Clinton To Help Fellow Candidates President’s Travel Overlaps Districts Important To Congress

John King Associated Press

Putting the strength of his coattails to the test, President Clinton plans a final-week push for a Democratic Congress just as more Republicans urge voters to keep the GOP in power as a check on a second Clinton term.

Clinton’s efforts to help Democrats down the ballot will be evident more in action than words. Wary of reminding voters why they stripped Democrats of their congressional majorities just two years ago, the president rarely puts in a direct plug for a Democratic Congress.

But Clinton’s travel in the final week will overlap with many races critical if Democrats are to get the 19-seat House and four-seat Senate gains needed to regain majorities. Republicans entered the stretch suggesting things were breaking their way - in part because of Clinton’s big lead in the presidential race.

“If Bill Clinton’s vote were a vote of enthusiasm, then Republicans in the House and Senate would be in big trouble,” said GOP pollster Neil Newhouse. “But many voters don’t trust him. So it leaves them wide open to a pitch to balance their vote at the top with a vote for Republicans for Congress.”

Indeed, many Republicans in tight races are arguing that progress in reducing the deficit and reforming welfare would be at risk if Democrats regained control of Congress. These Republicans recall the tax increases and big-government health care plan advocated in the first two years of Clinton’s term.

“Don’t turn back the clock,” was the final-week slogan for Republican candidates suggested in a memo from GOP pollster Frank Luntz to House Speaker Newt Gingrich and Senate Majority Leader Trent Lott.

Although Clinton’s second-term promises have been fairly modest, enacting most would require a Democratic Congress. And Democratic committee chairman also would be less eager than their Republican counterparts to investigate Clinton administration ethical lapses.

Confident that his re-election is at hand, Clinton last week restructured his roughly $1.5 million weekly advertising budget with an eye on helping targeted congressional races. He is buying heavily in Washington and Oregon, for example, despite healthy leads. Oregon has a tight Senate race and a handful of congressional seats are up for grabs in Washington.

Other buys have been added or adjusted to help Democratic candidates like House hopeful Walter Capps in California and Illinois Senate contender Richard Durbin.

Beyond his own campaign funds, Clinton helped raise $10 million for Democratic House and Senate campaigns in the past few weeks, and has authorized additional party money to be redirected from his campaign to congressional races.

Such steps are not so much a test of Clinton’s personal coattails but a helpful luxury afforded by his double-digit lead over Dole. But, even as he looks for a giant margin of victory by revisiting Texas and Florida in the final week, Clinton will also put his personal prestige on the line for Democratic candidates.

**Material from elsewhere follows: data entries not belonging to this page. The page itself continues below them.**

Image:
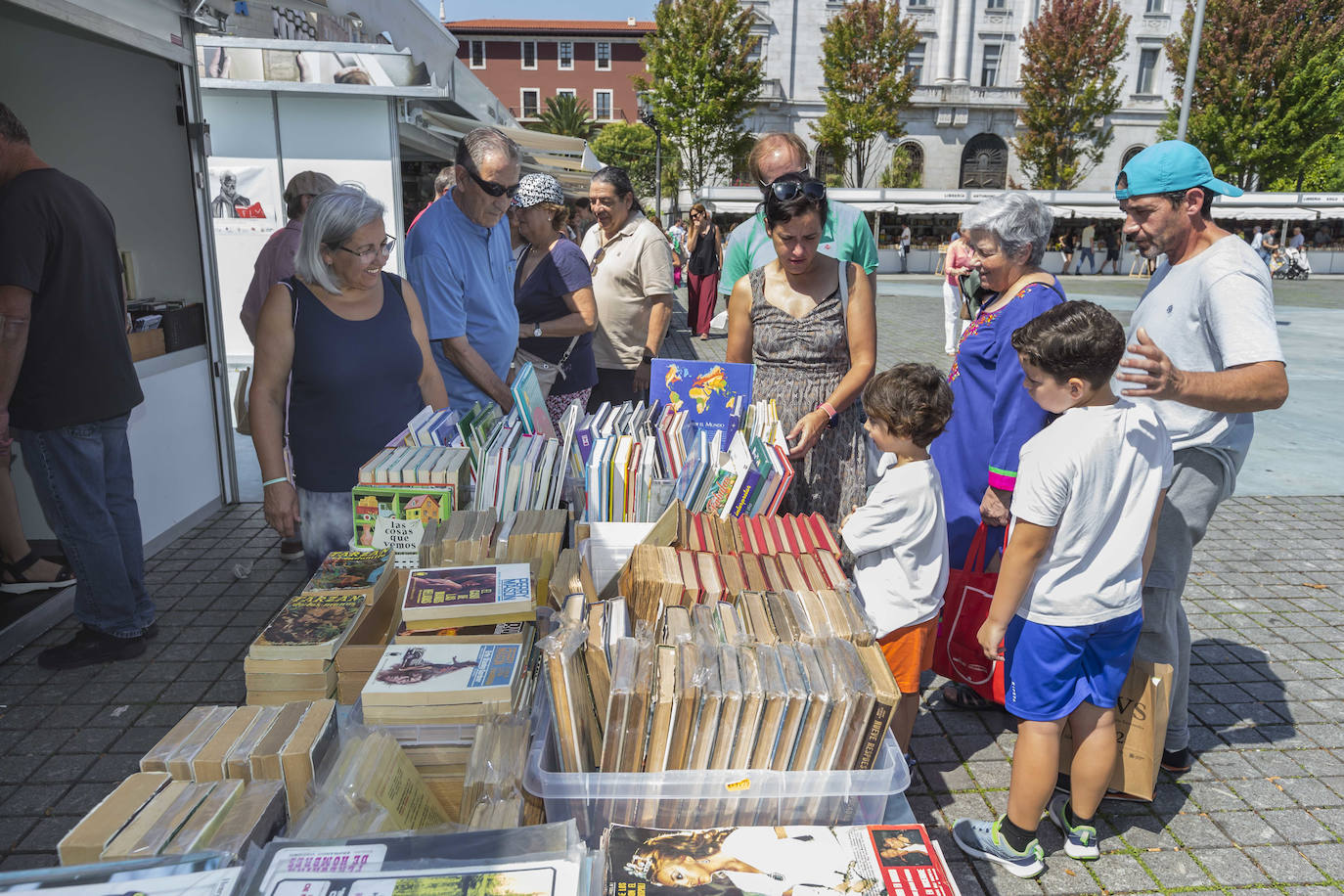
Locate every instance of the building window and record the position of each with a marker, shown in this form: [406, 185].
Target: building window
[915, 62]
[603, 105]
[989, 67]
[1146, 70]
[530, 103]
[984, 162]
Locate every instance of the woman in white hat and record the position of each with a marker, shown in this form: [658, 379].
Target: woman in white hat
[553, 291]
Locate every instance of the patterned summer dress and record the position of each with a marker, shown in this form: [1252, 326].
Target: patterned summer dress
[798, 362]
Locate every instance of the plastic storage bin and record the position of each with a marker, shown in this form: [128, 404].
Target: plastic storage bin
[711, 798]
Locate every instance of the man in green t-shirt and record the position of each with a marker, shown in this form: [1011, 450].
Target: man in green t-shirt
[845, 236]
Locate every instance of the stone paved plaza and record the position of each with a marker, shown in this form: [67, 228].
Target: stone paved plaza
[1261, 812]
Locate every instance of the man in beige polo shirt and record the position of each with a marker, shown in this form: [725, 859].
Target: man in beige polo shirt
[632, 281]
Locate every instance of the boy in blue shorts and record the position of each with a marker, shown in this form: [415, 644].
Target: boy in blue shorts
[1067, 606]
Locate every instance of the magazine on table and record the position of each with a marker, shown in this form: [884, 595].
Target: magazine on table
[877, 860]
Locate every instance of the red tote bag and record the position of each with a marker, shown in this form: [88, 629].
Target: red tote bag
[957, 653]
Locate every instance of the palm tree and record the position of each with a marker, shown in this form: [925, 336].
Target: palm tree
[566, 115]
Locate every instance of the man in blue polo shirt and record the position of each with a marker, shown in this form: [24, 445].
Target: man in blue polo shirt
[461, 266]
[845, 236]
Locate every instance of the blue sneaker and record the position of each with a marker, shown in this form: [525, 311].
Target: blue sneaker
[1080, 840]
[981, 838]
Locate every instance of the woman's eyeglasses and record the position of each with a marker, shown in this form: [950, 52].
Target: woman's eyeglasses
[369, 254]
[786, 190]
[491, 187]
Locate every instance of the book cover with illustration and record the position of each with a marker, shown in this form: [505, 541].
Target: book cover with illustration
[311, 626]
[444, 673]
[470, 596]
[773, 861]
[349, 571]
[711, 392]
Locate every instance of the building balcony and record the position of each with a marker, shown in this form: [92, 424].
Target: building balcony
[531, 114]
[966, 96]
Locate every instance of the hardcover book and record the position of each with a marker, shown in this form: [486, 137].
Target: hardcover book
[311, 626]
[445, 673]
[452, 597]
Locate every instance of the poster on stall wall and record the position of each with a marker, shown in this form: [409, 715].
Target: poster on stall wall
[245, 198]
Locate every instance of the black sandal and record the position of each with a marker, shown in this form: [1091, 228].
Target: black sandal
[19, 583]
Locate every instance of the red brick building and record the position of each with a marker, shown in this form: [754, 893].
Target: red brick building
[525, 61]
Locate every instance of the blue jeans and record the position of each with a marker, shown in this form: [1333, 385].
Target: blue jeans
[82, 477]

In the week ahead, Clinton will visit competitive Senate races in Illinois, Minnesota and Colorado, and campaign in House contests in Michigan, Pennsylvania, Ohio and California. Visits to Washington and Oregon are likely, as is a trip home to Arkansas, which has a close Senate race.

“The main thing is continuing to make sure we lock down our 270 electoral votes - that is the overriding concern,” said White House political director Doug Sosnik. “But we’re looking for the overlap with congressional races.”

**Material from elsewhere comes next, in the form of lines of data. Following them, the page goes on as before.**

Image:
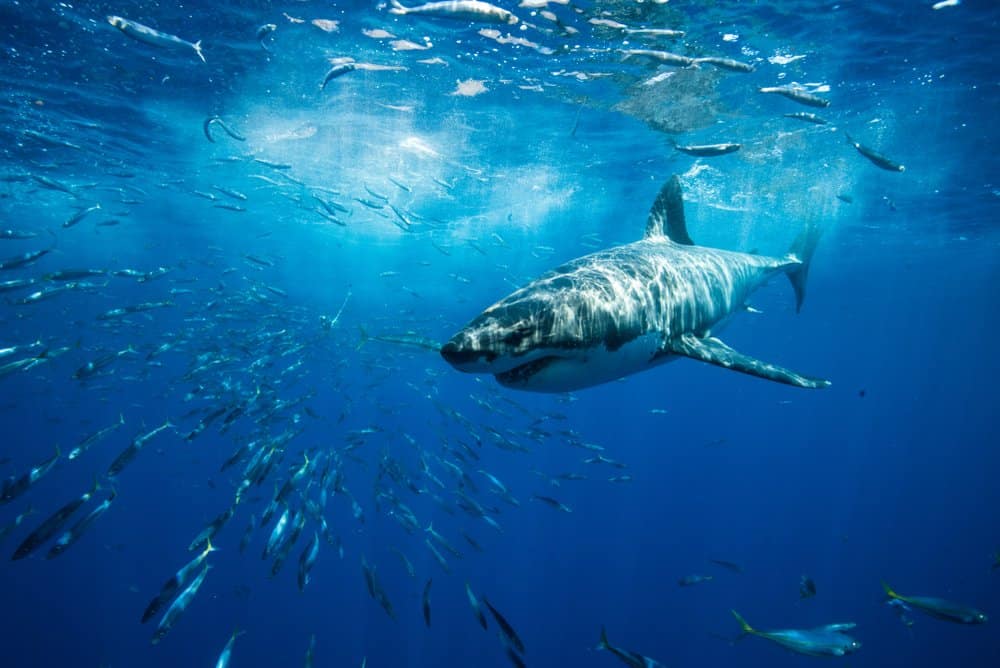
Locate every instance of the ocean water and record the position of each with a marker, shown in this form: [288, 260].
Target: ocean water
[503, 150]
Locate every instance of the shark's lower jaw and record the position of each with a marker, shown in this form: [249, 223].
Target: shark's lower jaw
[521, 375]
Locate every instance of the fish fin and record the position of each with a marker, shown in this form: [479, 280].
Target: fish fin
[743, 623]
[604, 644]
[714, 351]
[802, 250]
[666, 216]
[889, 592]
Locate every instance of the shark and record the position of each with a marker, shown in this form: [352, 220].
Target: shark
[629, 308]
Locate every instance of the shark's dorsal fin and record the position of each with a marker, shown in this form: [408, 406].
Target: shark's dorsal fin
[666, 217]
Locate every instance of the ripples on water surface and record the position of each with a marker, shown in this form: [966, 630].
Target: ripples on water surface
[454, 163]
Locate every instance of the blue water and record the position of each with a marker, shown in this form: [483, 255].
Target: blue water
[891, 473]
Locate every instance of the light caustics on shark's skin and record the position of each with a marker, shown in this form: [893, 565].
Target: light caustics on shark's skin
[626, 309]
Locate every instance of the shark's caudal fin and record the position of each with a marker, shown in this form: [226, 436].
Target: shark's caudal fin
[802, 250]
[714, 351]
[666, 217]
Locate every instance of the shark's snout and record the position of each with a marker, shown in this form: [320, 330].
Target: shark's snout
[465, 357]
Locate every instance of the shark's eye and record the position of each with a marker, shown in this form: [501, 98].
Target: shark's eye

In places like Illinois and Minnesota, where Clinton leads handily, Republicans don’t dispute that the president might help Democratic candidates with a late-campaign visit that boosts turnout.

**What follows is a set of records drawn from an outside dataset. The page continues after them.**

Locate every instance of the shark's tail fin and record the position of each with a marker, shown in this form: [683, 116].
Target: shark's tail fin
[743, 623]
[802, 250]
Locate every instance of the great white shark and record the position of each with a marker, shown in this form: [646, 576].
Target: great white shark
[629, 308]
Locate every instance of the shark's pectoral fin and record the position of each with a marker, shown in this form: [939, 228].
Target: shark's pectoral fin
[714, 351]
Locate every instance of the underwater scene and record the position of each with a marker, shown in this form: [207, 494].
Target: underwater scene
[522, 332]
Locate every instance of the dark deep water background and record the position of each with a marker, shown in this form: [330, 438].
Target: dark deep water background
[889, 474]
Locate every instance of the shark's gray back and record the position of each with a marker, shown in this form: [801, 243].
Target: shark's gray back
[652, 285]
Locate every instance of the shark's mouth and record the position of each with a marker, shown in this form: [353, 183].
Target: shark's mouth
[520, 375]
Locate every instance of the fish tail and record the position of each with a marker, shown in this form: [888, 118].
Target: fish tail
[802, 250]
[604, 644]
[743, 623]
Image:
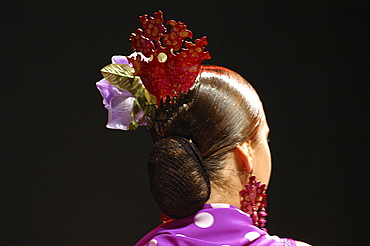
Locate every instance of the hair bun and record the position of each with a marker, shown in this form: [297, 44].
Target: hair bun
[178, 179]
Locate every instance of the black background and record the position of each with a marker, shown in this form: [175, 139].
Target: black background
[67, 180]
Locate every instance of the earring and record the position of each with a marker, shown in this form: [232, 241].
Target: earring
[254, 201]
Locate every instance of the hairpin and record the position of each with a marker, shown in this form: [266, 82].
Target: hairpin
[163, 66]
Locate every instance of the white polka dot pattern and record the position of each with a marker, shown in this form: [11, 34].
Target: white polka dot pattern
[204, 220]
[275, 238]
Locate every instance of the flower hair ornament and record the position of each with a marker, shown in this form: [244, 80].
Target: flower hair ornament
[254, 201]
[162, 68]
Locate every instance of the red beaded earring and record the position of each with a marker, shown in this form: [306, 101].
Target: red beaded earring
[254, 201]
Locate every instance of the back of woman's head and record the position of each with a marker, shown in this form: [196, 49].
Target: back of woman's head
[220, 112]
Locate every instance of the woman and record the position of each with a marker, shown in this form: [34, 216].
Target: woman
[210, 149]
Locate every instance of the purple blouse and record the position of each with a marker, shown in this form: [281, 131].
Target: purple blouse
[216, 224]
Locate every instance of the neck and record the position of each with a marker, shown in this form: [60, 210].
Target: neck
[226, 190]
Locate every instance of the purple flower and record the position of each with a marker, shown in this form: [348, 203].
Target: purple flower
[118, 102]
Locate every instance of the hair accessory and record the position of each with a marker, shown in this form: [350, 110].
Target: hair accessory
[254, 202]
[158, 71]
[169, 70]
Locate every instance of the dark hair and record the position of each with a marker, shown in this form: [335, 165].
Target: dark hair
[220, 112]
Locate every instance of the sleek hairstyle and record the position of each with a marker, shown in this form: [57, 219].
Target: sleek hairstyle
[193, 135]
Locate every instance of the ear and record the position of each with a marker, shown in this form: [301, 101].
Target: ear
[244, 153]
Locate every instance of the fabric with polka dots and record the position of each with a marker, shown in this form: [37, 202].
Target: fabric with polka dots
[216, 224]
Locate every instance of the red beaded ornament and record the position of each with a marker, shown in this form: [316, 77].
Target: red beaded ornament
[254, 202]
[169, 70]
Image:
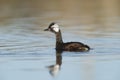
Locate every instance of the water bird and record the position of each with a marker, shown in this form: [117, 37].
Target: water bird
[68, 46]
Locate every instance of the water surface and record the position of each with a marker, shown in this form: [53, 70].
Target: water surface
[28, 53]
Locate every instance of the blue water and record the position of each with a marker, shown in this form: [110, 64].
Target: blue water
[28, 53]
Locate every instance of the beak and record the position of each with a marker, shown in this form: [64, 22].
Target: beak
[46, 29]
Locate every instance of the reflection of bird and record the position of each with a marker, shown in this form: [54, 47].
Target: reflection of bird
[69, 46]
[54, 69]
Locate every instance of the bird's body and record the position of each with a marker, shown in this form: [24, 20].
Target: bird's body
[69, 46]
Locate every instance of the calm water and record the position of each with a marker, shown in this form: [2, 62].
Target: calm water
[27, 52]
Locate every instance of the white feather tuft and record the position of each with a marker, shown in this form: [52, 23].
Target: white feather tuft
[55, 28]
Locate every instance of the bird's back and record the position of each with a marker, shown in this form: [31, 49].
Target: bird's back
[75, 46]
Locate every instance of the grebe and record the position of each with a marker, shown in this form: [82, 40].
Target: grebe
[69, 46]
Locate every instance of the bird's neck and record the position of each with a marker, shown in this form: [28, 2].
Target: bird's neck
[59, 40]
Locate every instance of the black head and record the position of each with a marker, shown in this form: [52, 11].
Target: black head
[53, 27]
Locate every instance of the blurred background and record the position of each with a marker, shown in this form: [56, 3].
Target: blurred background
[26, 50]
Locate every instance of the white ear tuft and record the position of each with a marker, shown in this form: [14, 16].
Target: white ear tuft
[55, 28]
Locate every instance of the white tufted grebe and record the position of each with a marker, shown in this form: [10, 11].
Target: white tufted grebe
[69, 46]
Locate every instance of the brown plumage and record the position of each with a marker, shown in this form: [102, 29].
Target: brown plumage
[69, 46]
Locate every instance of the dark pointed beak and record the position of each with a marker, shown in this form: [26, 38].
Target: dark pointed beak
[46, 29]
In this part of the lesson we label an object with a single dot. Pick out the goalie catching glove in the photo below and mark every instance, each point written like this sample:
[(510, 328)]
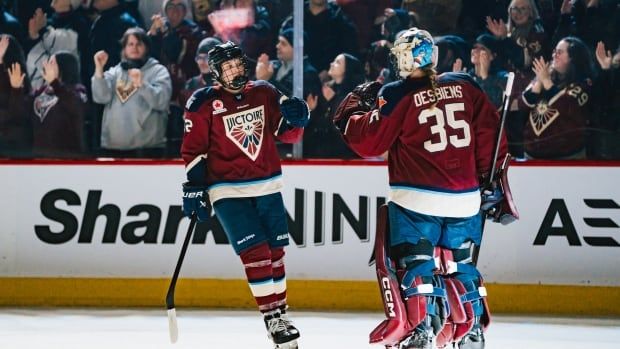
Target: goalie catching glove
[(294, 111), (196, 200), (359, 101)]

But in a year in which he has consistently led the White House race, there is little evidence of long Clinton coattails.

“Swing voters are the target at this point of the campaign,” said Republican pollster Bill McInturff. “Among them, every time Clinton stops being the guy who is on your side and starts being the head Democrat, he takes a drubbing.”

In any event, recent history suggests limits on the coattails of presidents seeking a second term.

Of the last three presidents to win a second term, Lyndon Johnson had broadest coattails: In 1964, he carried 44 states and helped Democrats gain 38 House and two Senate seats. But Republicans posted only modest House gains when Richard Nixon and Ronald Reagan won 49-state re-election landslides, and in both years, 1972 and 1984, the GOP lost Senate seats.

And in these three re-election landslides, Reagan’s 59 percent was the lowest percentage of the popular vote. Assuming Clinton maintains his lead over Dole, many strategists expect him to barely crack 50 percent on Election Day; some believe Ross Perot will do well enough to again deny the winner a popular vote majority.

Not that some GOP candidates aren’t worried.

In northwest Pennsylvania, freshman GOP Rep. Phil English has worked feverishly to move from highly vulnerable to being favored for re-election in a Democratic district where Clinton leads Dole by a wide margin.

“But if Republicans go to sleep and my opponent can tie himself to Clinton, there is a real chance he can pull off an upset,” English said.

But English and others, like Iowa freshman GOP Rep. Greg Ganske, have used their fund-raising advantage and political skills to pull ahead in races where Clinton was once considered likely to be a big help.